Washington et Londres font appel aux autorités suisses lors de plusieurs commissions rogatoires entre 2009 et 2010. Ce travail mène à la brève arrestation de Victor Dahdaleh en 2011 et à son procès qui s’ouvre aujourd’hui à Londres. Parallèlement, Berne enquête sur l’homme en raison de la présence du groupe Dadco à Lausanne et de multiples transactions vers des comptes en Suisse.
Qu’aurait fait Victor Dahdaleh? En substance, organisé un système de rétro-commissions sur des contrats de fournitures d’alumine entre l’américain Alcoa et la bahreïnie Alba. Alcoa aurait vendu à prix surfait ce minerai à trois sociétés de Victor Dahdaleh qui les revendaient ensuite à Alba.
But de l’opération? Ce prix gonflé aurait permis à Alcoa d’empocher des contrats de 2 milliards de francs.
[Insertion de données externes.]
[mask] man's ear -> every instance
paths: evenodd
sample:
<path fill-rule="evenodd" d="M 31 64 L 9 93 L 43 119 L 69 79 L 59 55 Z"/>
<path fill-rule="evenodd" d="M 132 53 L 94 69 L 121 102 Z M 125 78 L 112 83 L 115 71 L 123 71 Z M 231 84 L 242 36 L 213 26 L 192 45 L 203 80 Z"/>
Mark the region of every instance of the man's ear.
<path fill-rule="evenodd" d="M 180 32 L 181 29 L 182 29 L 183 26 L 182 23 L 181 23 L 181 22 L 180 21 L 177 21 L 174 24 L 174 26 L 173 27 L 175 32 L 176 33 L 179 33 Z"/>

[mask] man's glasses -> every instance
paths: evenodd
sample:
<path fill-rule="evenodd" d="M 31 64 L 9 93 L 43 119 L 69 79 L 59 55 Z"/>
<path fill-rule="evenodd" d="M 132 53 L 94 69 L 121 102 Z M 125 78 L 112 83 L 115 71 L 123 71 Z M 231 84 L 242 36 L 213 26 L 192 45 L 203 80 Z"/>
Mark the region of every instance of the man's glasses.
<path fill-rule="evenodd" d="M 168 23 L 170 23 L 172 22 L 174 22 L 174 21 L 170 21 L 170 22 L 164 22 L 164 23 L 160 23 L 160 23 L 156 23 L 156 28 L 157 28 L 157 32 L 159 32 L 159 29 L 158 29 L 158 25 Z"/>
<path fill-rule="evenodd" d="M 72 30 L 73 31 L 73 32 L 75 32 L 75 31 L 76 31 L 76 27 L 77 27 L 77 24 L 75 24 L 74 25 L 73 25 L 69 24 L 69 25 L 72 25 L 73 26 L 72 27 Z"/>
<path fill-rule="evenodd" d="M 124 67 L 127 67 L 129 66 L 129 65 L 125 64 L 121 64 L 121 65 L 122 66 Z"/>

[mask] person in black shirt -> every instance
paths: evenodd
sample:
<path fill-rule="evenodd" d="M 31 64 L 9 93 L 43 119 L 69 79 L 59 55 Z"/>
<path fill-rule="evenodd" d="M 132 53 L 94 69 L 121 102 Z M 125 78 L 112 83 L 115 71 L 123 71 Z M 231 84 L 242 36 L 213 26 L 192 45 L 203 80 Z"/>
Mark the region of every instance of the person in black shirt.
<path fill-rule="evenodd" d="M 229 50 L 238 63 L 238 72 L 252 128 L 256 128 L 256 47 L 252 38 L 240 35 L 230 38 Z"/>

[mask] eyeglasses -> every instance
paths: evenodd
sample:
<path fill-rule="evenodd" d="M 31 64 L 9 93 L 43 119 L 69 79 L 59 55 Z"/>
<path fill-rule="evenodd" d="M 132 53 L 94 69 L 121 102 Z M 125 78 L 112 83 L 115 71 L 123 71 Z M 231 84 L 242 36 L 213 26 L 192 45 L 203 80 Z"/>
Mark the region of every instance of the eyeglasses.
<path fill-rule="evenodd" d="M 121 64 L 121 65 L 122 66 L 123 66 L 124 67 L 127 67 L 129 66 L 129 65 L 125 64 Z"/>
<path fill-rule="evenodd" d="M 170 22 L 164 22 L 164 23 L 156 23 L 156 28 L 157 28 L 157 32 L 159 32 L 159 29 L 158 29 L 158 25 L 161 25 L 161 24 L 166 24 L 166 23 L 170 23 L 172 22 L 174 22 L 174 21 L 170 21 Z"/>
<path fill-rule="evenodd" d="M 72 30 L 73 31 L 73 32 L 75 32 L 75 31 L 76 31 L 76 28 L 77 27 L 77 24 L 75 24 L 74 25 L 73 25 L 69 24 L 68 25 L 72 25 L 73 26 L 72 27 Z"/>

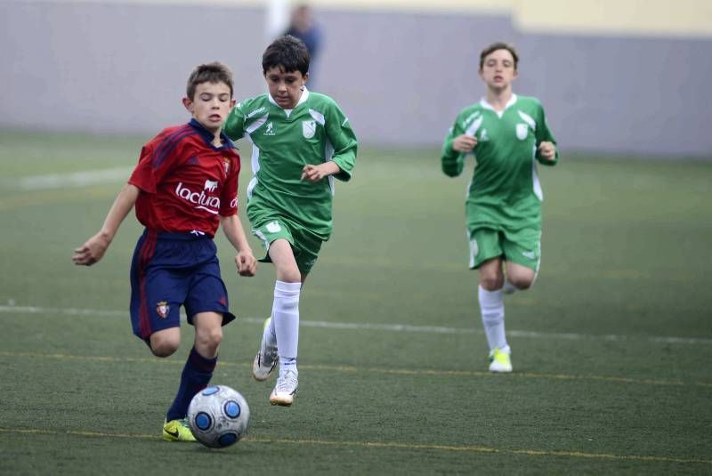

L’homme d’affaires aurait touché d’importantes commissions. Au Bahreïn, des pots-de-vin auraient été distribués à des dirigeants d’Alba et des officiels. Président du conseil d’administration d’Alba et ex-ministre du Pétrole, le cheick Isa Bin Ali Al-Khalifa serait l’un d’eux. Un versement de 2 millions sur un compte suisse resterait inexpliqué à ce jour.
Forfait fiscal vaudois et statuts fiscaux spéciaux
Ce montage serait donc passé par des sociétés lausannoises. Des sociétés qui, selon la RTS, bénéficient d’un statut fiscal spécial – deux fois moins lourd que pour une entreprise ordinaire – en raison de leur nature de sociétés de services.
C’est un fiscaliste vaudois, Philippe Kenel, qui réalise l’arrivée de ces sociétés. Associé chez Python & Peter, il administrera quatre sociétés de Victor Dahdaleh dont trois figurent au cœur du scandale. L'avocat n'est pas concerné par l'enquête du MPC. Mais, il a été entendu par les procureurs du Ministère public à la demande des autorités anglaises. Il devra à nouveau être entendu par Berne.
Contacté par la RTS, Philippe Kenel n'a pas souhaité commenter. Il renvoie vers le défenseur de Victor Dahdaleh, Marc Henzelin (lire encadré). Philippe Kenel confirme cependant un point: le citoyen anglo-canadien est bien "son client". En 2008, l'avocat a obtenu un forfait fiscal pour ce multimillionnaire qui possède une propriété en terres vaudoises, à Paudex. Résidant londonien, l'homme paie aussi des impôts à Londres.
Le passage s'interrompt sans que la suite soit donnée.